Donnerstag, 15. Februar 2007

Offline

Über das eigenartige Verhalten vernetzter Zeitgenossen...

Ich nehme gerade an einer Konferenz teil. Was ich hier beobachte ist allerdings keineswegs ein Spezifikum dieser Veranstaltung, sondern vielmehr ein typisches Merkmal derartiger Veranstaltung dieser Tage.

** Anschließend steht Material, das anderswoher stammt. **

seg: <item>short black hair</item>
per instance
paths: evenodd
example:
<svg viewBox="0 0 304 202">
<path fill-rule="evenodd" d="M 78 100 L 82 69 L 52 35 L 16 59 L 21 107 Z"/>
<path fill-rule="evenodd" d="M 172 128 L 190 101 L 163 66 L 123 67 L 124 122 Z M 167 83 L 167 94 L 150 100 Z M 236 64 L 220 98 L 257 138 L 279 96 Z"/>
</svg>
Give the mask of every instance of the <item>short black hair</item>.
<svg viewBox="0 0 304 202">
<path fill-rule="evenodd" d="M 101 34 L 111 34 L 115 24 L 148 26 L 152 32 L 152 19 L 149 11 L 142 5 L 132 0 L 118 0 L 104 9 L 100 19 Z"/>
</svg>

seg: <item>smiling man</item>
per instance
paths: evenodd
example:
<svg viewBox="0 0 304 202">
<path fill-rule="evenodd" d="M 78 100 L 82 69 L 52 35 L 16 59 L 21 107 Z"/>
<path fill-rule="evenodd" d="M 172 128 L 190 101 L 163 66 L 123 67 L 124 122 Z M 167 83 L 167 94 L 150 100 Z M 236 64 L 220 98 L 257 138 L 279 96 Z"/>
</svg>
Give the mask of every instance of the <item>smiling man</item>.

War es bis vor kurzem noch üblich zu Konferenzen oder Sitzungen zu gehen um eben an diesen aktiv teilzunehmen oder zuzuhören oder vielleicht auch zu schlafen, so steht heute bei diesen Aktivitäten dank WLAN im Prinzip immer Internet zur Verfügung. Nun leidet heute wohl jeder "Wissensarbeiter" v.a. an zwei Dingen: erstens an zu wenig Zeit und zweitens an einer Lawine an Emails, die ihm vor allem Zeit rauben. Was liegt also näher, langweilige Teile derartiger Veranstaltungen mit dem Beantworten von Emails zu verbringen bzw. mit dem Schreiben von Blogs (wie ich das jetzt tue), dem Surfen im Netz usw.

Nun ist hier vielleicht zunächst nichts einzuwenden. Warum soll man wertvolle Lebenszeit mit langweiligen Vorträgen verschwenden, wenn man wichtigeres in dieser Zeit machen kann. Allerdings wird dann doch die Abgrenzung schwierig: Jetzt arbeitet man schon so schön an einem Email, oder liest eine interessante Webseite, aber ein neuer Vortrag beginnt, oder ein neues Thema im Meetig wird angesprochen. Was ist jetzt interessanter? Weiter online bleiben oder konzentriert zuhören bzw. mitdiskutieren?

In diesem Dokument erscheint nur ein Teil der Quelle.